Lindemann Properties v. Campbell, 02-15-00392-CV (TexApp Dist 06/22/2017)
Ward Campbell operated a radio transmission tower under an easement on land owned by appellant Lindemann Properties. The tower broadcast signals for various public and private entities, including the Archer County sheriff's department and fire department. Appellant acquired the land after the easement was granted in 1977, and when Campbell replaced the aging tower in 2012, appellant sued for a declaration that the easement had ended. The trial court found that replacing the tower was allowed as maintenance under the easement and ruled for Campbell, also awarding him attorney's fees. An appeal followed. The court found that certain provisions of the easement authorized only one tower and terminated the easement upon removal or abandonment of the tower, but also found that the easement must be read to give effect to all provisions.

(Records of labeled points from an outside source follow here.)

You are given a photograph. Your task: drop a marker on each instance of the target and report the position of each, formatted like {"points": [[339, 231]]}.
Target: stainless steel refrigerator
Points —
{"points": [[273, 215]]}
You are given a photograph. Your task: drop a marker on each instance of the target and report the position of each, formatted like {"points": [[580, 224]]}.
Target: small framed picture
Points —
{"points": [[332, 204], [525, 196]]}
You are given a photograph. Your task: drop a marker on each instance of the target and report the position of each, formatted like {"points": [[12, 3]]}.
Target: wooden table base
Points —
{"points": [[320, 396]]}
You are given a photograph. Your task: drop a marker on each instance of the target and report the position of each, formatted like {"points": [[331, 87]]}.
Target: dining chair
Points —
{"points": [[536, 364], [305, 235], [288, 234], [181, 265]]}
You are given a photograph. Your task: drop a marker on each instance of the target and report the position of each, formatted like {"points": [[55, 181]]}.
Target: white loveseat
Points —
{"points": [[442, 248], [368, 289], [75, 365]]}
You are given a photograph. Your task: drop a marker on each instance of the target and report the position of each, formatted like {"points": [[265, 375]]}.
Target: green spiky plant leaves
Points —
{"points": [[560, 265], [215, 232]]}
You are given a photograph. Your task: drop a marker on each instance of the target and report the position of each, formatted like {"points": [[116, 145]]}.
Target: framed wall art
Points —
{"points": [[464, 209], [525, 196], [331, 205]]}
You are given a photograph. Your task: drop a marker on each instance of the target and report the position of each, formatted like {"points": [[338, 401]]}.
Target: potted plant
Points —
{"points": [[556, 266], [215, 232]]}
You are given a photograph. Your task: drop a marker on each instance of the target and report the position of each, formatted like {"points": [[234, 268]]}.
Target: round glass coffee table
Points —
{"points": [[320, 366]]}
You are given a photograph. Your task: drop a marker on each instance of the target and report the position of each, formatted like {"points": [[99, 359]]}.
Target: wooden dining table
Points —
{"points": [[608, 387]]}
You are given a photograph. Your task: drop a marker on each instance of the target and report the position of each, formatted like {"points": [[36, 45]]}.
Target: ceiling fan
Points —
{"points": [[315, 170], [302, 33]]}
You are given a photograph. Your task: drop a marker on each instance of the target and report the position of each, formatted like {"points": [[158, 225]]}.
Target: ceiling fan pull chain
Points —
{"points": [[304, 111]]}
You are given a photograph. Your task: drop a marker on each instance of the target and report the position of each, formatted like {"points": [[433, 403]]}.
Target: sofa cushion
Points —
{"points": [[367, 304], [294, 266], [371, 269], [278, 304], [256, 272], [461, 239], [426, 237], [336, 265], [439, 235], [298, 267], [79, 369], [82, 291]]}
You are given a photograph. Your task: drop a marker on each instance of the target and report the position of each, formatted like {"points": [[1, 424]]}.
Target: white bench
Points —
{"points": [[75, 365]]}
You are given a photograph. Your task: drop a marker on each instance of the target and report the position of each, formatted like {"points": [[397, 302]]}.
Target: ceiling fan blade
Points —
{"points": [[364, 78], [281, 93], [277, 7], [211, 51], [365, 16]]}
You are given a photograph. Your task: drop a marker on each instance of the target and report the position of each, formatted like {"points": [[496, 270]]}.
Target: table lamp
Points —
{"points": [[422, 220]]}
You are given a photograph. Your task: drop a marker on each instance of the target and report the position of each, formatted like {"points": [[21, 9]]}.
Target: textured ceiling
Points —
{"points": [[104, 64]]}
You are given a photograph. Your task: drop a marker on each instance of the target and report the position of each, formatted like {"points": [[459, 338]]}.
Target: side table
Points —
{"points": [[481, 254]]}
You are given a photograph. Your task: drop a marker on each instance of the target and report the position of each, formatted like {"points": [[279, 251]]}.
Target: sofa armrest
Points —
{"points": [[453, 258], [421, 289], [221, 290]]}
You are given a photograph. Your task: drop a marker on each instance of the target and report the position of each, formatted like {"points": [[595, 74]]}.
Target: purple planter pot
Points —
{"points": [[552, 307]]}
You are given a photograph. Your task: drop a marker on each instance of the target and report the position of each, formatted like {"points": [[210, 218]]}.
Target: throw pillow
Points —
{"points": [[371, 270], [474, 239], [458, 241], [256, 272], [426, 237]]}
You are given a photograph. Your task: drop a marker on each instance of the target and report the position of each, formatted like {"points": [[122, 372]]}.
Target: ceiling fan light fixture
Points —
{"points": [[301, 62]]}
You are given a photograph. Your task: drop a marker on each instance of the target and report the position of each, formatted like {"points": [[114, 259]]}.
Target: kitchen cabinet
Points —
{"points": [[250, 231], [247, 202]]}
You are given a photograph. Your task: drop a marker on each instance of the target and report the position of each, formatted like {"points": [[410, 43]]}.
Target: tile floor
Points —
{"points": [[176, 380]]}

The court found that provisions authorizing maintenance allowed Campbell to replace the tower when necessary. Similarly, the Texas Supreme Court allowed the replacement of a pipeline constructed under an easement in
Houston Pipe Line Co. v. Dwyer
(374 S.W.2d 662). Appellant argument that allowing replacement would negate the termination clause and cause the easement to run into infinity, but the court rejected this argument, noting that a party might abandon or remove the tower without a replacement. The court also rejected appellant's argument that Campbell violated the easement by briefly operating both towers simultaneously, finding the public need for continuous radio transmission for the sheriff and fire department justified the dual operation. The court affirmed the trial court's judgment in most respects but reversed and remanded the portion on attorney's fees because the trial court improperly allowed unsegregated fees.Lindemann Properties v. Campbell, Fort Worth Court of Appeals, Case No. 02-15-00392-CV, 6/22/17.